- Free Agency
CALGARY — For the past two seasons, Fred Bennett has been a fixture in the Calgary Stampeders secondary.
The defensive backfield has been beset by injuries over the past couple of seasons, but Bennett has been in uniform for all 22 regular-season contests since the start of the 2012 season — recording 52 tackles and three interceptions — as well as three playoff games.
But in spite of his omnipresence on defence, it’s perhaps for a pair of special teams plays that he is best known during his time so far with the Red and White.
The first came in last year’s West Division semfinal. With 12 seconds remaining in the first half, the Saskatchewan Roughriders scored a touchdown to take a 16-14 lead and were lining up for the extra point to extend the lead to three.
“The play of the game was Freddie Bennett. That was a 14-point swing. It took seven points off their scoreboard and we got the ball at the 25 and matched it down for a touchdown. That was an indication of our football team tonight — no matter how it looked, we weren’t giving up. We played to the last whistle.”
– Stampeders head coach John Hufnagel
Instead, Keon Raymond blocked the kick, which allowed Bennett to pick up the loose ball and run it 96 yards the other way for two tying points.
No doubt spurred by the turn of events, the Stamps took the ensuing kickoff and then ran one offensive play — a 29-yard run by Jon Cornish — before Rene Paredes came on to kick a go-ahead 50-yard field goal in a game Calgary went on to win.
Now, fast forward to this past Saturday and another momentum-turning special teams play by No. 8.
This time, the Stamps had just come all the way back from a 24-0 deficit against the Alouettes to take a 28-24 lead, but Montreal’s Noel Devine was threatening to turn the match in his team’s favour as he returned a kickoff 108 yards and had the end-zone looming large in front of him.
But cue Big-play Bennett. Engaged with a blocker and facing the wrong direction, Bennett managed to shake loose from his opponent and sprinted after Devine. He rapidly closed ground on the speedy Alouette and, in a perfectly executed manoeuvre, punched the ball from Devine’s grasp at about the 13-yard line. Calgary’s Alvin Bowen recovered the ball in the end-zone and, five plays later, the Stamps scored an insurance touchdown.
So, instead of being down 31-28, the Stamps had a 35-24 cushion.
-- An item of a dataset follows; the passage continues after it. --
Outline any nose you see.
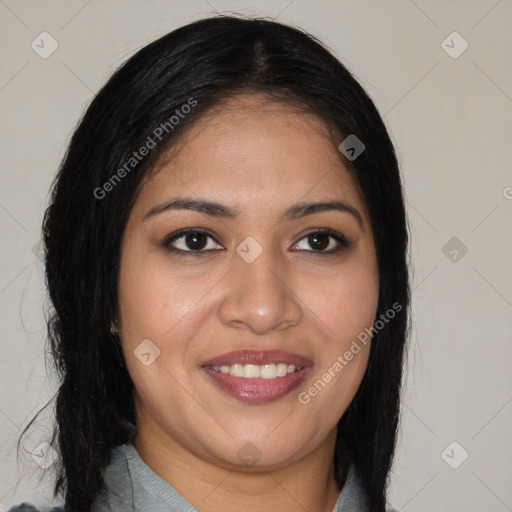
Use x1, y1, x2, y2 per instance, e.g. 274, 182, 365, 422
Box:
218, 247, 303, 335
“Outstanding play by Fred Bennett!” exclaimed analyst Duane Forde on the TSN broadcast.
“The play of the game was Freddie Bennett,” Stampeders head coach John Hufnagel marveled after the game. “That was a 14-point swing. It took seven points off their scoreboard and we got the ball at the 25 and matched it down for a touchdown. That was an indication of our football team tonight — no matter how it looked, we weren’t giving up. We played to the last whistle.”
There was an eruption of joy on the Stamps bench after Bennett’s timely heroics.
“Look at the effort Fred put in,” said defensive back Keon Raymond. “He’s running all the way down the field for kickoff, and then to have to chase the guy 60 or 70 yards back down the field with no quit? He just put the team on his back and showed, ‘I’m going to make that play.’
“That play by Fred Bennett shows what type of team this is — the resilience. It just shows the type of character that we have in this room. We’re not willing to give up, no matter the circumstances. That’s what we do.”
The man of the hour was modest about his achievement.
“I knew the circumstances,” Bennett said. “I just went running, and I saw the ball exposed. I felt like I had a chance. We do drills like that every day in practice.
“Fortunately for me, one of them became a realization.”